In the early centuries of the Church, at least one gnostic group intent on desecrating the Eucharist was documented by Church historians.
Some historians say that in the late middle ages and early modern periods, disgraced priests consecrated the Eucharist for the purpose of mockery, desecration, and sacrilege, in the presence of people who practiced witchcraft. Others say those practices are hard to document or verify.
French literature from the 18th and 19th century recounts Black Masses offered by alleged practitioners of witchcraft, who would reportedly step on, urinate on, or spread sexual fluid upon hosts stolen from Catholic Masses. But it is not clear — and widely disputed among historians — whether those accounts were descriptions of actually occurring events, or had been exaggerated or contrived by authors of the era.
Nevertheless, contemporary Satanic groups, including the Satanic Temple, base much of their own ritual practice on those groups, and some have derived ritual rubrics which they claim reflect the practices of earlier eras. And it is not clear whether other contemporary Satanic groups have ritual practices which include directly defiling the Eucharist.
So will the Satanic Temple Black Mass defile the Eucharist?
When Archbishop Hartmayer made a statement on the planned Black Mass earlier this month, he condemned that the group would directly desecrate the Eucharist.
“Using a consecrated host they claim they obtained illicitly from a Catholic church and desecrating it in the vilest ways imaginable, the practitioners offer it in sacrifice to Satan,” he wrote.
Archdiocesan attorneys contacted the Satanic Temple this week, notifying the group that the archdiocese planned to seek a restraining order to stop the Black Mass, because the Satanic Temple had reportedly stolen a Eucharistic host, and would seemingly destroy it during the ritual.
But in an Oct. 25 Facebook post, the Satanic Temple said it had not taken any hosts, while describing Eucharistic hosts as “crackers enchanted through incantations that serve as a central talisman in specific Catholic ritualistic ceremonies.”
“We didn’t steal your crackers,” the group said, in reference to the Eucharist.

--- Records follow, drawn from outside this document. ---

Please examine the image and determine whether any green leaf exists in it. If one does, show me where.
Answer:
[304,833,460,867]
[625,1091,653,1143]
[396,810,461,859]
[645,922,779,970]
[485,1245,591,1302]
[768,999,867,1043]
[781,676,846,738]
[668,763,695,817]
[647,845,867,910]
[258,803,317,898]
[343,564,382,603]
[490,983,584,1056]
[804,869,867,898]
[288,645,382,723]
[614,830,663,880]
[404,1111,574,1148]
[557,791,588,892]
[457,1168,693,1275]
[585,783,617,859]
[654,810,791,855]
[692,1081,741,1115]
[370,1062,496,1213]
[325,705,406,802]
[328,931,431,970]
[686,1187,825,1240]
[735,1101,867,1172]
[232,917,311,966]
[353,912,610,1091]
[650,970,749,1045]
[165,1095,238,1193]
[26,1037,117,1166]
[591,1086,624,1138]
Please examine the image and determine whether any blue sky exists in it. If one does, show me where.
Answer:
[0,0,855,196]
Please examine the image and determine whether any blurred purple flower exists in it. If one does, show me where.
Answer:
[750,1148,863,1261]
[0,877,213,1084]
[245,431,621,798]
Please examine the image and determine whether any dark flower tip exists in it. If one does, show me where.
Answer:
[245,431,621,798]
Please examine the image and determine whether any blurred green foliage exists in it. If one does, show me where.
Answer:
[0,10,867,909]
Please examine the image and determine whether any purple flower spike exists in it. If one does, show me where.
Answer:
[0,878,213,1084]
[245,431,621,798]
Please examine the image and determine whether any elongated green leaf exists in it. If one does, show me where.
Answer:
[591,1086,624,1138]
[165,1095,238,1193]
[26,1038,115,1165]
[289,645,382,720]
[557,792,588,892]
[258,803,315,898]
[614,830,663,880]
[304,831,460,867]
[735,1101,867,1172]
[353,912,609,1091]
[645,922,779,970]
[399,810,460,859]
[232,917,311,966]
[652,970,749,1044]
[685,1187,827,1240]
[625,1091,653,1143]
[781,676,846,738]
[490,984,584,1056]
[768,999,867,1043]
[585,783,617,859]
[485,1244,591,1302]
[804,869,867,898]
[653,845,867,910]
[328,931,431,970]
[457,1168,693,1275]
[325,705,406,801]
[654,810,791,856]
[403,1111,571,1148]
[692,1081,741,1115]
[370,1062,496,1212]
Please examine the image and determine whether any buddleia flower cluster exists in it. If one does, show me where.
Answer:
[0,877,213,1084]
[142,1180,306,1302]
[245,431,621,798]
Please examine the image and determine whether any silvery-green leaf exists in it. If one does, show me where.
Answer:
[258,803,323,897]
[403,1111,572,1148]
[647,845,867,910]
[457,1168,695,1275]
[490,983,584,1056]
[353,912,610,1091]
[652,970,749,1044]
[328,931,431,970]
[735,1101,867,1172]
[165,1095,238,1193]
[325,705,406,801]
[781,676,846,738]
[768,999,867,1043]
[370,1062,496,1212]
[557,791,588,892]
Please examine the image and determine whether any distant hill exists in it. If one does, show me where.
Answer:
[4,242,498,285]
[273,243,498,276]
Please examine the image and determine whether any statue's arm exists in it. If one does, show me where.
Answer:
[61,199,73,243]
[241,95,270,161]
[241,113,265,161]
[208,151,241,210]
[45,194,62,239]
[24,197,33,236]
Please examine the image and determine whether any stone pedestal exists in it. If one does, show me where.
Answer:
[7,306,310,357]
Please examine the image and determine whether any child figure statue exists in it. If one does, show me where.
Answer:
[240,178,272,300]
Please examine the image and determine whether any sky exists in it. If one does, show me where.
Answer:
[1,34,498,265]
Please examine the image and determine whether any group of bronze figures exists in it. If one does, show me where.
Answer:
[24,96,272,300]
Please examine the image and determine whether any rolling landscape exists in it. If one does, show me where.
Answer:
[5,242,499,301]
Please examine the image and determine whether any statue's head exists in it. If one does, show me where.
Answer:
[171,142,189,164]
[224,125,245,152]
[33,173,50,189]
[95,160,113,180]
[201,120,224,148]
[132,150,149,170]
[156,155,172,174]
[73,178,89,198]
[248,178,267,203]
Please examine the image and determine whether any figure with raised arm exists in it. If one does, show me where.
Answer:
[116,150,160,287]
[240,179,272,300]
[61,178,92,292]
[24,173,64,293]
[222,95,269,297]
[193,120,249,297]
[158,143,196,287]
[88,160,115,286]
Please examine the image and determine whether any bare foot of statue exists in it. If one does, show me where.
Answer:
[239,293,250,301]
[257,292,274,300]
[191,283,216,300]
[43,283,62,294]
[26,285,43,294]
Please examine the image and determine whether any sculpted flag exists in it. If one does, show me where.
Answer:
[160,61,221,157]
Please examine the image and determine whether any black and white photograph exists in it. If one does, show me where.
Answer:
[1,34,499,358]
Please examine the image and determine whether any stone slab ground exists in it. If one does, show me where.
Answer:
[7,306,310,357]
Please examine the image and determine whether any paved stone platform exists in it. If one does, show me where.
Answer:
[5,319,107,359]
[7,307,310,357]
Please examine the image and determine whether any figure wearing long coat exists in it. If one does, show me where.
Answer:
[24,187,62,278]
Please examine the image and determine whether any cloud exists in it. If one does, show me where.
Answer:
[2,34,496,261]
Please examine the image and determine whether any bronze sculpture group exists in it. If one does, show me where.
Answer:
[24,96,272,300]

In a statement issued Friday, Hartmayer said that while the Satanic Temple “continued to mock the Eucharist and our beliefs, it also demonstrated an understanding of how seriously we have taken this threat to our core belief in the Real Presence of Christ in the Eucharist. They called their event entertainment and defended their right to express their beliefs by mocking ours. But importantly, the representative for The Satanic Temple of Atlanta has now provided us with their assurances that they do not have, and will not be using at their event tonight, a consecrated host.”
What happens now?
The Satanic Temple plans to continue with its ritual, and has similar rituals planned for other cities.
For his part, Hartmayer urged prayer “both in reparation for all insults to Christ our Lord, but also prayer for those who do not yet know of his love for them. Let us pray for those who turn to darkness. Let us pray that they will come to know that they are welcome in the arms of Jesus; that they will come to experience his true presence and experience true conversion.”